Seqanswers Leaderboard Ad

Collapse

Announcement

Collapse
No announcement yet.
X
 
  • Filter
  • Time
  • Show
Clear All
new posts

  • Insert size with Agilent SureSelect

    We have noticed that our Agilent SureSelect libraries have a very small insert size after hybrid selection. Prior to selection, we see BioAnalyzer modes of 200-220 bp (with adapter length subtracted, so this is insert size). After hybridization and selection, we see 130-140 bp. On the sequencer, we are seeing similar very low numbers. Have other people seen this effect? Is there a way to work around it? We are planning to increase the input size to the hybridization, obviously, but we have not heard much about this issue and so are wondering if this is something specific to us or if this is a more general observation. The short insert size has some considerable implications for data quality and subsequent variant calling, so we would certainly like to get an insert size that is more reasonable.

    Thanks,
    Sean

  • #2
    I believe the sureselect baits are ~120bp in length, so they're probably preferentially binding the smaller fragments of your DNA. I know their protocol calls for shearing to ~150bp with an expected shift to 200-250 after ligation and amplification (prior to hybridization). Have you considered the possibility of concatamerization of your DNA if you shear to larger lengths?

    Comment


    • #3
      Insert size with Agilent SureSelect

      Thanks for the thoughts. We are using covaris to do the fragmentation and end up with 200-220 BP (without adapters) insert size prior to hybridization and end up loosing 60-80 bp for the mode by going through the hybridization process. If we end up running 2x80 or 2x100 bp runs, then we end up with many of the paired reads actually overlapping one another. While not a disaster, it isn't cost effective and makes later variant calling more difficult (because many of the bases are not independently read, being present in both the first and second reads). I'm not sure that concatemorizing would be our first choice, as it would introduce chimeras not present in the sample, if I understand you correctly.

      Sean

      Comment


      • #4
        Concatamerizing is no one's first choice, lol. I'm saying long fragments of DNA not covered by either baits or the adapter blocking oligos might hybridize, leading to off target sequences. While I can't say it would happen for sure, I'm not sure if I want to find out. Anyway, are you stuck with doing 2x80 or 2x100? I'm doing 2x75 on 150 bp fragments and it seems to be working out ok. Also, are you using the sureselect settings for the covaris? I've always had consistent peaks around 150 using those.

        Comment


        • #5
          I looked at the agilent kit a bit more. The size that the protocol targets is about 150bp, which we are a little under. However, even at 150bp for an average, there is a very large percentage of pairs that are going to overlap each other for a 2x75bp run. For the same reason that folks recommend removing duplicates, the portion of overlapping sequence should probably be trimmed so that a read is not "double-counted". So, in essence, this ends up reducing the effective read length and the extent of this reduction depends on the actual read length and how that relates to the insert size distribution. In practice, I think we are going to go ahead with a much larger insert size test (~300bp) and see what that gives us.

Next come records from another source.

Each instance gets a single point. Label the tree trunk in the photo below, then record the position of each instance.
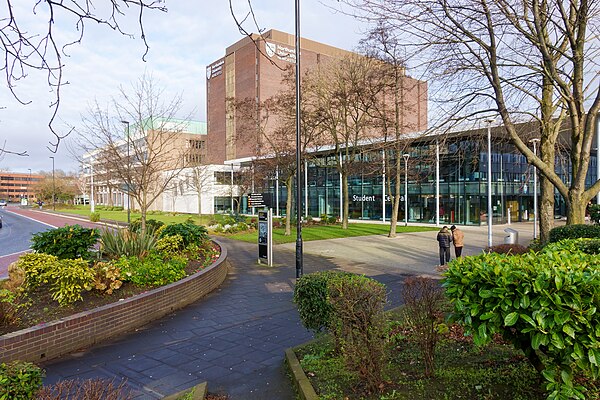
(288, 206)
(345, 205)
(396, 199)
(575, 208)
(394, 216)
(546, 208)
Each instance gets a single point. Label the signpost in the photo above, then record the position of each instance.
(265, 237)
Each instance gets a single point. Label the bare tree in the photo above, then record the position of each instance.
(343, 95)
(529, 60)
(148, 154)
(390, 110)
(24, 51)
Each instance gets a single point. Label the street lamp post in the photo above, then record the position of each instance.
(53, 186)
(406, 156)
(534, 142)
(29, 186)
(490, 214)
(299, 260)
(92, 202)
(128, 180)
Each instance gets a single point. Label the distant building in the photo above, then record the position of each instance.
(186, 146)
(254, 68)
(16, 186)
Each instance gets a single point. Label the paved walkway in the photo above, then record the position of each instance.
(235, 337)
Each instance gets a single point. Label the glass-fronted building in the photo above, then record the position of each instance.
(462, 182)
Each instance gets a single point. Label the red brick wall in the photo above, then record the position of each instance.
(57, 338)
(268, 82)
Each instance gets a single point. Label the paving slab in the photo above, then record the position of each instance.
(235, 337)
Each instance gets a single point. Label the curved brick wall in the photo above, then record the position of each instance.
(44, 342)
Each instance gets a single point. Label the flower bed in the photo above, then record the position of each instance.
(46, 341)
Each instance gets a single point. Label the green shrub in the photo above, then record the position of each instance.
(95, 216)
(168, 246)
(152, 225)
(122, 242)
(151, 271)
(65, 279)
(594, 210)
(35, 266)
(574, 232)
(545, 303)
(107, 277)
(12, 306)
(359, 325)
(508, 249)
(92, 389)
(69, 280)
(190, 233)
(70, 241)
(311, 295)
(423, 303)
(19, 380)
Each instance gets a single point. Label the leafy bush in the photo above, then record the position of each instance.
(311, 295)
(423, 302)
(152, 225)
(12, 306)
(594, 210)
(168, 246)
(358, 325)
(66, 279)
(151, 271)
(90, 389)
(574, 232)
(508, 249)
(545, 303)
(122, 242)
(70, 241)
(19, 380)
(95, 216)
(107, 277)
(34, 267)
(589, 246)
(190, 233)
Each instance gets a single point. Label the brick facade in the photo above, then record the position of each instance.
(253, 69)
(57, 338)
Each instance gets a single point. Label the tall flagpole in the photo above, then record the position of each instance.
(299, 263)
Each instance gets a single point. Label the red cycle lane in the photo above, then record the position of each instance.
(51, 219)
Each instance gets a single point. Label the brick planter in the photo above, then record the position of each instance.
(63, 336)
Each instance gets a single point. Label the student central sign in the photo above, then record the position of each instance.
(369, 198)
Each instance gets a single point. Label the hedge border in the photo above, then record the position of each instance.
(299, 378)
(44, 342)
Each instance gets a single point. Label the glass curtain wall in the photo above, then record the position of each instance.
(463, 184)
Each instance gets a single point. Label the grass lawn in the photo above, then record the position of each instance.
(322, 232)
(309, 232)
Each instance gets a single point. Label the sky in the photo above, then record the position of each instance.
(183, 41)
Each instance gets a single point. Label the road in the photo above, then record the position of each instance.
(19, 224)
(15, 236)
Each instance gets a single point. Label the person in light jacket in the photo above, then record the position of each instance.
(458, 237)
(445, 240)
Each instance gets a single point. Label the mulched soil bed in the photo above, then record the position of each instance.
(44, 309)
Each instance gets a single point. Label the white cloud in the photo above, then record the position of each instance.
(182, 42)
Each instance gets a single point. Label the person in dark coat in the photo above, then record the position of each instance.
(458, 237)
(445, 240)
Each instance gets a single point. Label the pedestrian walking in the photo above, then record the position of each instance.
(458, 237)
(445, 240)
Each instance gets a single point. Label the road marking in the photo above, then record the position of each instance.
(33, 219)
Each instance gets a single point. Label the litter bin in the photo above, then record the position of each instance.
(512, 237)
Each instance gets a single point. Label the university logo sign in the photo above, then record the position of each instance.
(280, 52)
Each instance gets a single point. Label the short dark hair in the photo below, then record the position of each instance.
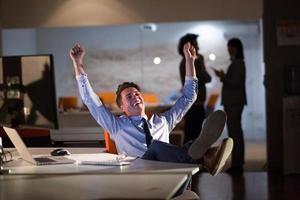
(122, 87)
(189, 37)
(237, 43)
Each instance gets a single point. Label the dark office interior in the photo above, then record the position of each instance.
(271, 30)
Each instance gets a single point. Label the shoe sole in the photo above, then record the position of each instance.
(211, 130)
(225, 151)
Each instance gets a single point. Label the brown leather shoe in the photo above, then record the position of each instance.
(215, 157)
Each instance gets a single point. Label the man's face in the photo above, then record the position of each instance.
(132, 102)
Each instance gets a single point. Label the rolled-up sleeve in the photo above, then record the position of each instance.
(183, 104)
(100, 113)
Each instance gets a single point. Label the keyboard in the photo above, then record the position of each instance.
(106, 163)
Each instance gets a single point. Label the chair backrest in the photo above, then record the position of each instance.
(212, 100)
(110, 145)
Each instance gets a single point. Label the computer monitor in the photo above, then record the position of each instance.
(27, 92)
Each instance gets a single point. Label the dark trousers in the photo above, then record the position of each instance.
(235, 131)
(193, 122)
(161, 151)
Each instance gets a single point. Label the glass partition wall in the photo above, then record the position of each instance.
(147, 54)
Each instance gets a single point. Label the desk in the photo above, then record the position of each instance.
(142, 179)
(20, 166)
(87, 186)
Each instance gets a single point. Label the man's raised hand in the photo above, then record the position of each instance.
(189, 52)
(77, 54)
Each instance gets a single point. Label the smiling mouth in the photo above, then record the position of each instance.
(137, 103)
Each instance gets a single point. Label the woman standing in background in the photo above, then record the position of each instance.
(234, 99)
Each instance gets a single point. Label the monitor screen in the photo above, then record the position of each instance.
(27, 92)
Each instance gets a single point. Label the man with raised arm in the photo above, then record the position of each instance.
(148, 138)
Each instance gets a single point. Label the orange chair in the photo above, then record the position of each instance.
(211, 102)
(68, 102)
(107, 97)
(110, 145)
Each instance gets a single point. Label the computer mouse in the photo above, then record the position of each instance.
(60, 152)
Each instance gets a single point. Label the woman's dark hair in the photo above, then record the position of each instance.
(192, 38)
(122, 87)
(237, 43)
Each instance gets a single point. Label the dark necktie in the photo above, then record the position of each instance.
(147, 132)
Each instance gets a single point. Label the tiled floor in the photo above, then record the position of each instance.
(249, 186)
(254, 184)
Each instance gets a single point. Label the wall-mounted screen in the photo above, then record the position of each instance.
(27, 92)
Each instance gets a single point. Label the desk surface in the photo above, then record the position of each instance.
(142, 179)
(20, 166)
(104, 186)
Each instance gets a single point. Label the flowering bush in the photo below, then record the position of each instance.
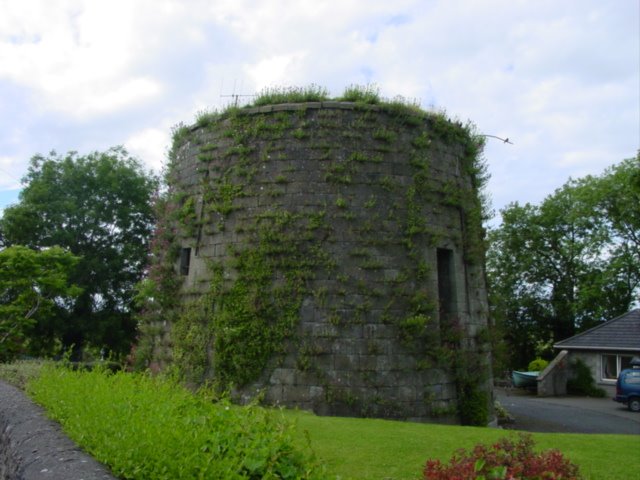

          Thanks for the help on this, GW_OK.

          Sean

          Comment


          • #6
            I'd be very interested to know how your longer insert sizes work once you've tried them out.

            Comment


            • #7
              Note: I've posted a question around the issue of how variant callers handle overlapping paired end reads to the bioinformatics forum. It's a good question & I wanted to make sure the right audience sees it.

              Comment


              • #8
                New Agilent All-Exon protocol

                To address this issue, we (Agilent) have released a new protocol for All-Exon capture that shifts the insert size, using a combination of Herculase II high-fidelity polymerase and SPRI-bead purification throughout. It may be found at:



                G3362-90001
                SureSelect Target Enrichment System for Illumina Paired-End Sequencing Library - Human All Exon and Human All Exon Plus Protocol
                v.2.0.1

                When following this protocol, the library size after capture (including adapters) is 325-350 bp (= insert size of ~230 bp).

                Best regards,
                Scott

                Comment


                • #9
                  Hmmm. Is this compatible with the exome kits I've already got in my freezer (I'm assuming yes)? Also, the new protocol linked says after shearing you should peak at 190, not 230.

                  Edit: I suppose it technically doesn't say base size at all after shearing, but the included BioA trace peak is at 190.

                  Edit Edit: It does say 150 to 200 at the ed of the shearing step but it doesn't say at the size verification step.

                  Edit^3: You didn't change the covaris settings at all (?!)

                  Edit^4: Agilent tech support says the Covaris settings listed in table 8 of the new protocol do not reflect the new insert size changes and they will fix it.
                  Last edited by GW_OK; 05-10-2010, 10:51 AM.

                  Comment


                  • #10
                    OK so Owen Hardy from Sureselect Support says they're not really changing Covaris settings and are merely widening the acceptable range of fragments from a peak at 150 to a peak anywhere between 150-200.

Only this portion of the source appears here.